Ayiana and Zaynab are certainly not wholly critical, however. Zaynab added, “While the demographic in our class hasn’t changed, I think I see more students of color coming in in Lower School, and also underclassmen, so that does give me hope… and I think that with all the student groups and [affinities] we do we do a very, very good job of making sure a lot of our marginalized groups are accurately represented on campus.” 

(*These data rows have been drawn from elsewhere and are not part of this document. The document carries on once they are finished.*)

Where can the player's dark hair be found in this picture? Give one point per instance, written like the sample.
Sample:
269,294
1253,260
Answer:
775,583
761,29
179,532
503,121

Kashmir Blake, Upper School Dance teacher, was Westridge’s first full-time Black faculty member when she began 25 years ago. “When I first started here, I felt like I had to wear African garb. When it was back to school night, I would dress as strongly as I could to represent the Black community because I was the only one,” said Blake. “I always felt comfortable here at school, because I make myself feel comfortable. But there were many people who disregarded me and never said hello to me. We could use double the number of girls of color— and not just Black girls— and that would make it stronger.” Blake will be celebrated for her 25 years of dedication at Westridge with an assembly on February 27.

The representation of African Americans at Westridge has evolved over time. “Coming from a public school, [where] I was one of two Black girls [out of] 1,000 students, starting [at Westridge] was a huge cultural shift for me… because there were six or seven Black girls in my 9th grade class alone. It initially sounds like a low number, but … I had my own heritage and cultural awakening at Westridge because I could finally share things I experienced with people my age,” said Sha’Trece Slaughter ’10. “And I feel like now more than ever, we are so committed as a school to making [Westridge] a safe and viable option for underrepresented communities.”